Decide if you want to do it online or in person. When at all possible I suggest in person because things can get intimate at times and it is a great opportunity to meet new, lifelong friends. However, if you absolutely can not adjust your schedule to fit the times, there are good online programs out there as well.
Do you want to do an intensive program or spread it out over time? Again, this depends on your life/schedule/work/commitments. It is great to do an intensive program, especially if you can travel and immerse yourself in the experience, get away from your regular distractions. However, this is an intense and often overwhelming experience to eat, breathe and sleep teacher training for 4-6 weeks straight! Splitting it up into sections can be great too, you get more time to absorb and experience each lesson over time, rather than getting it all in at once.
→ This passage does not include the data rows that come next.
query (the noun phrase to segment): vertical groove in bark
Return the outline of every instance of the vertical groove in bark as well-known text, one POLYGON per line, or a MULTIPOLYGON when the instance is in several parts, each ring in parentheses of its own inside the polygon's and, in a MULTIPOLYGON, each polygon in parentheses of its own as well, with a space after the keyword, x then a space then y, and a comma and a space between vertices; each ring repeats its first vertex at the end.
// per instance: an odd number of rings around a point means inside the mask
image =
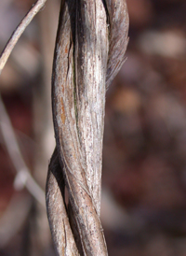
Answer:
POLYGON ((58 255, 108 254, 100 220, 105 92, 124 63, 127 29, 125 0, 61 3, 52 78, 57 149, 46 183, 58 255))

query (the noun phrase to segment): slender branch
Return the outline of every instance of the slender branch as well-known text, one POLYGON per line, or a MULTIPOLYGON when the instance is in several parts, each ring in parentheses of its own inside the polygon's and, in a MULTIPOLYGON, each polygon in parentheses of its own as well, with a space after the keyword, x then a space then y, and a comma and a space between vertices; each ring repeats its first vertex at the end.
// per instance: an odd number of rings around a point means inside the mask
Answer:
POLYGON ((0 95, 0 128, 5 141, 7 150, 13 163, 13 165, 19 175, 19 179, 23 186, 27 188, 33 196, 45 206, 45 193, 39 185, 31 176, 31 172, 27 167, 24 159, 21 155, 14 129, 6 110, 2 97, 0 95))
POLYGON ((125 61, 127 30, 126 0, 61 1, 52 76, 58 158, 51 159, 47 181, 52 182, 46 185, 48 220, 60 256, 68 227, 56 228, 62 221, 56 217, 59 208, 69 217, 74 255, 108 255, 100 220, 105 93, 125 61), (64 187, 58 182, 61 172, 70 197, 67 212, 64 194, 56 196, 64 187))
POLYGON ((12 36, 10 36, 9 40, 7 41, 3 52, 0 56, 0 74, 12 51, 16 43, 18 42, 19 38, 24 32, 25 28, 29 25, 33 18, 40 11, 40 9, 44 7, 46 0, 38 0, 31 9, 27 12, 25 17, 20 22, 16 30, 13 32, 12 36))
Meet the trainers before you commit! Ask questions, know their backgrounds, talk to past students who completed the program. In my opinion, having more than one trainer is beneficial because you get to experience different styles and ideas. It is imperative to find a teacher that you connect with, you should feel comfortable to talk with them about anything that comes up during training.
Make sure the program is accredited properly for what you want to teach. Most programs are accredited through Yoga Alliance (https://www.yogaalliance.org) , which is very reputable, but do your research.
Get some variety! While the convenience of doing training at the studio you practice regularly at is great, you may benefit more by stepping out of your comfort zone and submerging yourself in a new yoga environment. Your first training really is just the tip of the ice berg, there is so much more to learn. Get out there and take as many workshops and trainings from as many different people as possible. A great teacher is always a student first and the more you experience the more you will have to teach!
Finally, be prepared to work harder and dig deeper than you expect. A good program should be intense and challenge you physically, mentally, and emotionally. Personally I love learning, I have many years of higher education behind me and years of experience teaching dance and pilates yet I still found my program challenging. I spent many nights reading and studying Sanskrit instead of relaxing by the beach!
Yoga teacher training should be one of the best experiences of your life. You invest a lot of time, money, and energy… So make sure to set yourself up for an enlightening experience!